In order to fight COVID-19, the government of Slovenia passed a law that increased the maximum pay of doctors and dentists working in the public sector. But the Constitutional Court decided to annul it, considering it was not a necessary measure to reduce the consequences of the COVID-19 infection outbreaks.
The Constitutional Court of Slovenia decided to annul the article of a law that would increase the maximum wage of doctors and dentists working in the public sector. Judges ruled that the measure was not necessary to eliminate the COVID-19 pandemic.

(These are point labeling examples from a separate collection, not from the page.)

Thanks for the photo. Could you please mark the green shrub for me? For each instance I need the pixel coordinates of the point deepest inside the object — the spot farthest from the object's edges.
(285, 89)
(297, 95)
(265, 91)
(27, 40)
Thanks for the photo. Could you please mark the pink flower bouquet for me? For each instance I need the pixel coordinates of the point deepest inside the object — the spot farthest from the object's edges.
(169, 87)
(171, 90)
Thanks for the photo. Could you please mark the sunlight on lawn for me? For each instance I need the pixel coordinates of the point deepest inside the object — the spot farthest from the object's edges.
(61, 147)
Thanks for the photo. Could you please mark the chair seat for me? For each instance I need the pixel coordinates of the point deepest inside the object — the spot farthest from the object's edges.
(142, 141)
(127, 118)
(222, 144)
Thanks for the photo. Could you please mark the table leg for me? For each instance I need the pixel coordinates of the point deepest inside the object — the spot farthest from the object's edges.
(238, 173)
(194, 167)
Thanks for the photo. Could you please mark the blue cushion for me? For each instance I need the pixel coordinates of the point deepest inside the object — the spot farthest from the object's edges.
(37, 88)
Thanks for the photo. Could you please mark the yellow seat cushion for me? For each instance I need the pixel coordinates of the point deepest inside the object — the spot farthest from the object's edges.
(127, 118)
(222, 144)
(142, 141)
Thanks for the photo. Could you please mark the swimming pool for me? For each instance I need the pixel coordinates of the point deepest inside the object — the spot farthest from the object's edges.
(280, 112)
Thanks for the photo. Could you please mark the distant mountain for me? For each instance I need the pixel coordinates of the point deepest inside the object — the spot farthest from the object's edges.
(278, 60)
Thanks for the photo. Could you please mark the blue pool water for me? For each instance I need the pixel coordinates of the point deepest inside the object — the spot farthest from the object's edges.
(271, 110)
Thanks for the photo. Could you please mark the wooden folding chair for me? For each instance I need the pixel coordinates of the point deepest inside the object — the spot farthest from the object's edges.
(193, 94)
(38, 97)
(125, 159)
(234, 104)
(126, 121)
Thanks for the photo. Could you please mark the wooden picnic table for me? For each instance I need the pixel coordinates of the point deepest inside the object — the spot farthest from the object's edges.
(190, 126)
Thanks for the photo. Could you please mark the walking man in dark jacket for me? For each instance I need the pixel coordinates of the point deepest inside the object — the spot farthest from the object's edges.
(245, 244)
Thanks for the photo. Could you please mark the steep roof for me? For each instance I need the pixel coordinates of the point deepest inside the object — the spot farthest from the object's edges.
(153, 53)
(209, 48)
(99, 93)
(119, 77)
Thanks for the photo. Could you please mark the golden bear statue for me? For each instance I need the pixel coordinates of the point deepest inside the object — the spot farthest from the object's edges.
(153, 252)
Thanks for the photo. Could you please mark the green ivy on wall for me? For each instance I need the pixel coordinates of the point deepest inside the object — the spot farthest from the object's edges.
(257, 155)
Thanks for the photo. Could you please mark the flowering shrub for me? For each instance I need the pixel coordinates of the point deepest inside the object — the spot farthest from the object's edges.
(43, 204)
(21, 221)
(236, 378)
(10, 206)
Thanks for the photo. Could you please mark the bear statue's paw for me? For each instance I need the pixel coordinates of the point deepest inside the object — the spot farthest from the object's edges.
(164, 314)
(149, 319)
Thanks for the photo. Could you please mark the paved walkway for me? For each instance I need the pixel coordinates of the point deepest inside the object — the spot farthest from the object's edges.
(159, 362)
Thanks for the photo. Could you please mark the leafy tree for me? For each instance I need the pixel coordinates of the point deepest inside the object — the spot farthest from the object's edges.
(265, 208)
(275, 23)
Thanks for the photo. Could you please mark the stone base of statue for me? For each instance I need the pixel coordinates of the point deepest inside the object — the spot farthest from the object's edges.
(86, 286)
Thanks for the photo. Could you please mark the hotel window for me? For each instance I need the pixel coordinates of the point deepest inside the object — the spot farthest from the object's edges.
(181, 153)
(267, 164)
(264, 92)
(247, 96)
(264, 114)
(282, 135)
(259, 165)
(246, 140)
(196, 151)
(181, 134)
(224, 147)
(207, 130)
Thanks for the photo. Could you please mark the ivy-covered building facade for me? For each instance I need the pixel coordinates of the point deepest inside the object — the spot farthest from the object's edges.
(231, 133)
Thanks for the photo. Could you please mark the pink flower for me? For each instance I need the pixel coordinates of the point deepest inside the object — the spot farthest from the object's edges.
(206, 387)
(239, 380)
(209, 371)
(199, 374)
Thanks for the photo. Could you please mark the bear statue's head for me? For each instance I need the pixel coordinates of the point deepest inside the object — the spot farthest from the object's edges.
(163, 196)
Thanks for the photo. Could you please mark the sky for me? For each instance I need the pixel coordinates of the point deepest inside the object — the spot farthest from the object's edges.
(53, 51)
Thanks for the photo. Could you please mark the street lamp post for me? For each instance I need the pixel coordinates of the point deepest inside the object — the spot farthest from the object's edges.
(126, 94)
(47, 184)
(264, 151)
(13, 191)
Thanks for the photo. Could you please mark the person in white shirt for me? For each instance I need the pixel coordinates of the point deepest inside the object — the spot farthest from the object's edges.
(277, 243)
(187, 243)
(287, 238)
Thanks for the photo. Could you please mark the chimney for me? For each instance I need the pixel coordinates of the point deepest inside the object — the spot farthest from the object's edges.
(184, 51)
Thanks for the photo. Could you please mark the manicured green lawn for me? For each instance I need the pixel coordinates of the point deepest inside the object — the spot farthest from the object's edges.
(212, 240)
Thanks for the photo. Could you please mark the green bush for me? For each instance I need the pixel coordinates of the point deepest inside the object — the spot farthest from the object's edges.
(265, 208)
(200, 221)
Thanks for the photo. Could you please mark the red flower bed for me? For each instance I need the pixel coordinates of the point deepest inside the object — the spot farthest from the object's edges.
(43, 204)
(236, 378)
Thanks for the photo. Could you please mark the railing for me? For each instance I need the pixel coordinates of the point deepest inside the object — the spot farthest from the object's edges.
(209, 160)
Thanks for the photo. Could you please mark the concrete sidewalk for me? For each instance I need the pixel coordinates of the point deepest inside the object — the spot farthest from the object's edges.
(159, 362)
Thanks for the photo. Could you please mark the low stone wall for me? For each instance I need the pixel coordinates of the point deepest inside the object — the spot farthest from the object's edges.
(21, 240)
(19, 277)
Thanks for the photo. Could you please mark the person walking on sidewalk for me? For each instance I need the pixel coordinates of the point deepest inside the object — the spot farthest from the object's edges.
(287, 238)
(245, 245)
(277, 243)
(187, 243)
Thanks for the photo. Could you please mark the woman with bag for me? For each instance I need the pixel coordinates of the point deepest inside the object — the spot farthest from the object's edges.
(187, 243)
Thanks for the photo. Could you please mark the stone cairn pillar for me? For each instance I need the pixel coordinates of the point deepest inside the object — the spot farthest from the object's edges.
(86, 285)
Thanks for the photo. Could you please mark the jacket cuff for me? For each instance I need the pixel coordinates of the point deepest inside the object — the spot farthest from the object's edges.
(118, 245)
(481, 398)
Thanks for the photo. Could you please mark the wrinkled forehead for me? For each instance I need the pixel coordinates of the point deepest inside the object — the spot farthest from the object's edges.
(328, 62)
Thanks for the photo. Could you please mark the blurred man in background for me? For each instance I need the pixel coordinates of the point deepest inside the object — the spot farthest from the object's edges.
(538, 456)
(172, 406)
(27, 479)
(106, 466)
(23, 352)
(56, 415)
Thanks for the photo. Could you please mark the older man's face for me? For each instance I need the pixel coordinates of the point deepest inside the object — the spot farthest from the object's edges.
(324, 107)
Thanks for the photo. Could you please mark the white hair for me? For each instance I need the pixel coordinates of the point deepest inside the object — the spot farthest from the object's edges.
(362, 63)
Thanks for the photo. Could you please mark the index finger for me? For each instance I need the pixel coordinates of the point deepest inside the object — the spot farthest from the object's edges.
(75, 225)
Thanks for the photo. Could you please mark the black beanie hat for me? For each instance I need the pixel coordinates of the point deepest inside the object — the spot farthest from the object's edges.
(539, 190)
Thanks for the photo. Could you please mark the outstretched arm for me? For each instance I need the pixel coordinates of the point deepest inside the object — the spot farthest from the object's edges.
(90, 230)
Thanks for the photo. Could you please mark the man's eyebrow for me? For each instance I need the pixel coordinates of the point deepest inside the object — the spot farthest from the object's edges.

The legislation, passed as an emergency measure at the end of last year, was going to increase the ceiling wage for doctors and dentists to seven grades in the public salary grid, from the 57th to the 63rd grade. It would also open the door to a pay raise for all doctors and dentists.
But the announcement of potential higher pays only for a subgroup of public sector employees grew criticism among public sector trade unions, arguing all civil servants should receive the same grade increase.
Trade unions want to defend Slovenia’s unified civil servant pay system. A common salary grid for all public sector employees was implemented more than ten years ago. It aimed at ensuring fairer pays for comparable jobs across public entities and transparency. But by comparing public sectors – police, judiciary and healthcare for instance – some occupational groups consider they deserve higher salaries than others.
Five public trade unions brought the case to the Constitutional Court claiming it infringed the legislative referendum provisions of Slovenia’s constitution.
A legislative referendum can be organized in Slovenia to decide on a law if a petition gathers at least one-fifth of all voters. Some exceptions are included for calling a referendum, such as for “laws on emergency measures to ensure the defense of the state, security or the elimination of the consequences of natural disasters”.The government then ruled out the possibility for the population to call for a referendum because it considered the law as an emergency.
Almost 1 million confirmed cases of COVID-19 have been recorded so far according to the World Health Organization, for a country with a little more than 2 million people. Almost 3 million vaccine doses have been administered and 7,500 deaths from the coronavirus have been reported.
In its ruling published on April 11, the Constitutional Court does consider the situation a natural disaster and agrees on the legal ground that a series of urgent measures were required to tackle the healthcare situation in the country.
However, it should not have prohibited a referendum on this article because raising the wage ceiling for doctors and dentists is not “a necessary measure to eliminate the consequences of the mass outbreak of COVID-19 infections”.
The government argued that the difficult epidemiological situation pushed doctors to leave the public sector. The court judged that the high turnover, the lack of doctors or the low pay of young professionals are not related to COVID-19 but are “due to long-standing dissatisfaction of doctors with the pay system and other working conditions”.
In Slovenia, doctors who left to work abroad in 2019 accounted for a third of the annual medicine graduates of the country, according to the government quoting OECD statistics.
Moreover, the government already issued bonus pays for doctors in February and nurses in December because of the demanding context.
The court also wrote that the measure would mostly raise the cap and allow an increase for the highest salaries but that it would not necessarily solve issues of low-paid young doctors.
Trade unions said they expected the decision in favor of their petition. The court had already suspended the implementation of the legislation two months ago until it issued its judgment. A potential unconstitutionality would have caused “serious harmful consequences”, with the impossibility of retroactively getting refunded from the salaries already paid. Seven judges voted in favor of the ruling and two against it.
“Trade unions have always warned that the adoption of interventionist laws amending systemic legislation is constitutionally questionable,” stated the Association of Free Trade Unions of Slovenia after the ruling. “The government was fully aware when it adopted the law that it was abusing the referendum ban to regulate only one area of wages”.
The decision comes a few days before parliamentary elections that will be held on April 24.
The Confederation of Public Sector Trade Unions now expects “the future government to start negotiations on public sector wages immediately” with trade unions, “convinced that social dialogue would reduce the need to submit requests for the assessment of constitutionality”.
According to the Minister of Public Administration Boštjan Koritnik, giving a similar raise to all 188,000 civil servants would cost 1.5 billion euros ($1.6bn), approximately 8,000 euros ($8,700) for each, and was considered financially unsustainable.
Last week, trade unions refused to participate in a working group on the healthcare wage system with the current government, which therefore contacted directly the chambers of doctors, dentists, pharmacists, nurses and midwives to discuss the matter.